Things can get complicated when two directors with a 50/50 share of the company are in disagreement about whether or not to liquidate the company.
What if only one director wants to liquidate?
It happens a lot in business. One director wants to continue running the company, whereas the other has had enough and wants to walk away from the company.
This problem can be resolved by one director resigning and leaving the other to continue running the company. However, some directors aren’t comfortable with this and would prefer the company to be liquidated and outstanding liabilities taken care of. And that’s where problems can arise.
When there are only two directors, and each has a 50% shareholding, an unresolved dispute is referred to a ‘deadlock.’ To help break the deadlock, outside mediation can be sought.
A winding up petition on ‘just and equitable grounds’
Within UK insolvency legislation there is something called liquidating the company on ‘just and equitable grounds.’
This is a method for ending a deadlock between family members in a small business. The court decides whether voluntary liquidation of the company is the best route to take. Although it is a viable option, these types of winding up petitions are quite rare. The court has to take into consideration whether they believe mutual trust and confidence has evaporated – which is often the case in a 50/50 shareholder deadlock.
Another resolution to consider is one director buying the other out.
In many cases, shareholders of a company are a married couple. If that couple have entered divorce proceedings, the court may provide for a limited company divorce settlement whereby the remaining director buys out the other shareholder. The company could then continue to trade under sole ownership.
Disagreements can and do happen. It is how they are handled that is most important. Disputes can cause long-term damage to companies if they are allowed to drag on.

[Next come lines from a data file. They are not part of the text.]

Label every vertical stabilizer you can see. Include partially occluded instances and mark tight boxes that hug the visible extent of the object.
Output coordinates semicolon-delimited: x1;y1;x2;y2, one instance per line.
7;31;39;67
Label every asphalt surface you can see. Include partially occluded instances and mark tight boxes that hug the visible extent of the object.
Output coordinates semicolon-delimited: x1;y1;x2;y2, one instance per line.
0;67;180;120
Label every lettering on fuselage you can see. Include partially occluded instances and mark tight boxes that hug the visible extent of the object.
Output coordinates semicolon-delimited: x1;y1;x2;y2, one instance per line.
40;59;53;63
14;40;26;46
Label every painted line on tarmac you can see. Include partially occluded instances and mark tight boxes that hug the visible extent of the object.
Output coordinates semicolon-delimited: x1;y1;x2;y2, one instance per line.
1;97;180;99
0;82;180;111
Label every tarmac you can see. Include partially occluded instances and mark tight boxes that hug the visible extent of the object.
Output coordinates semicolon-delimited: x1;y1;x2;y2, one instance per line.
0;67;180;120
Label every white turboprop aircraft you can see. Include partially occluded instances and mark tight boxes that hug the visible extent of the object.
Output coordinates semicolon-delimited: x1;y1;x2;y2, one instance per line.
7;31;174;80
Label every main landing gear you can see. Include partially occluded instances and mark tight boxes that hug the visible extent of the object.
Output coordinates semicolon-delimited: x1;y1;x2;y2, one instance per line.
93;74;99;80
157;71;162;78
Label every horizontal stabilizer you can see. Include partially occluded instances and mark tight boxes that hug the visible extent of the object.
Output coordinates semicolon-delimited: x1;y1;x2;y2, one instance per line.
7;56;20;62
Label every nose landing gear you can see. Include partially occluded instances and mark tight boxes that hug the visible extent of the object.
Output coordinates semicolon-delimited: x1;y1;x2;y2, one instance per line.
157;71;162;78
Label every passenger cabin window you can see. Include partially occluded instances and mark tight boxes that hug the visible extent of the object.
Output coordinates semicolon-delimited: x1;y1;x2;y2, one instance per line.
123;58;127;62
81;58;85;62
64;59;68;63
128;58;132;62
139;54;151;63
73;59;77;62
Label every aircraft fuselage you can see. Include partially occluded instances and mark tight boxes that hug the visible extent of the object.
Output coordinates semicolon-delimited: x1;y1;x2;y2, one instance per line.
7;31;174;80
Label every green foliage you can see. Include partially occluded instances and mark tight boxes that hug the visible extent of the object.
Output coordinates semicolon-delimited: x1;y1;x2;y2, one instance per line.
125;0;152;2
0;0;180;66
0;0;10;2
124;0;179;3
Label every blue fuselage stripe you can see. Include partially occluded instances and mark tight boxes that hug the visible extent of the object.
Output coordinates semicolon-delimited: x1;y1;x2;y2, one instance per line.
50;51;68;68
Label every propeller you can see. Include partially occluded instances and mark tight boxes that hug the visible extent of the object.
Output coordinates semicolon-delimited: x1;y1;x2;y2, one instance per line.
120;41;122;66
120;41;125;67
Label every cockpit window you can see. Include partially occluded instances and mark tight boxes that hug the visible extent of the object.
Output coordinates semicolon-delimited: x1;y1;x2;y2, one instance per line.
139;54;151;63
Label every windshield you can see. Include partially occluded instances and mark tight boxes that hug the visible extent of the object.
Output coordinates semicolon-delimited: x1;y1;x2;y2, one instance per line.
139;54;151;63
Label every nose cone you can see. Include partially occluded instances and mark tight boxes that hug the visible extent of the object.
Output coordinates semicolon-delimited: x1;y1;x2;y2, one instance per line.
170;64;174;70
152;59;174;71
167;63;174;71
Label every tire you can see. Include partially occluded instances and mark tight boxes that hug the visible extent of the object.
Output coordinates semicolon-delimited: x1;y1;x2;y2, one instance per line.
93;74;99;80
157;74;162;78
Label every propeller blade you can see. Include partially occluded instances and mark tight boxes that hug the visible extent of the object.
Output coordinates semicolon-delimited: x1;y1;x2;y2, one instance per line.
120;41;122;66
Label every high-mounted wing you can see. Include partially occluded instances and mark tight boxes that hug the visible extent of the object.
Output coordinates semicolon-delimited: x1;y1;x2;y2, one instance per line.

The primary aim of an appointed liquidator is to close a business down, sell its assets and raise cash to pay off as much creditor debt as possible. It doesn’t matter whether it is compulsory or voluntary liquidation; the result will be exactly the same despite the steps taken to get there. In this process all primary duty is placed with all of the insolvent company’s creditors. Shareholders are then placed next on the pecking order of precedence. For this reason, shareholders rarely receive a dividend in an insolvent liquidation process unless they also have a creditor claim.
In a liquidation process put forward by the Court (i.e. compulsory liquidation) the appointed liquidator is not required to report to any shareholders or provide an update on proceedings. In this situation shareholders have no legal right to this information. A liquidator is also not required to hold a meeting of shareholders throughout a CVL, but a joint meeting of creditors and shareholders must be hosted at the conclusion of the process.
Committee of Inspection
In both types of liquidation (compulsory and voluntary) shareholders can request that the appointed liquidator host a separate meeting of shareholders and creditors to decide whether or not a committee of inspection is suitable. If so, it must be decided who will represent both parties on the committee. The shareholders who make the request must cover all the associated costs.
A committee of inspection provides an approval process for the liquidator’s fees and also, in some circumstances, provides an approval process for the use of some of their powers. The transfer of shares or a change of shareholder status must have written consent from the liquidator or the Court. In this process, a liquidator can call for any holders of unpaid shares to pay the amount outstanding.
Should a liquidator present a written declaration that states there is very little likelihood that shareholders will receive any further distribution, shareholders can realise a capital loss. In order to do this, all shares in the company must have been purchased after the 20th of September 1985. If no such declaration has been made then the final deregistration of the company will enable realisation of any capital loss.
If you are a shareholder of a company that has been placed into liquidation, it is recommended that you seek tax advice regarding your ability to realise a capital loss.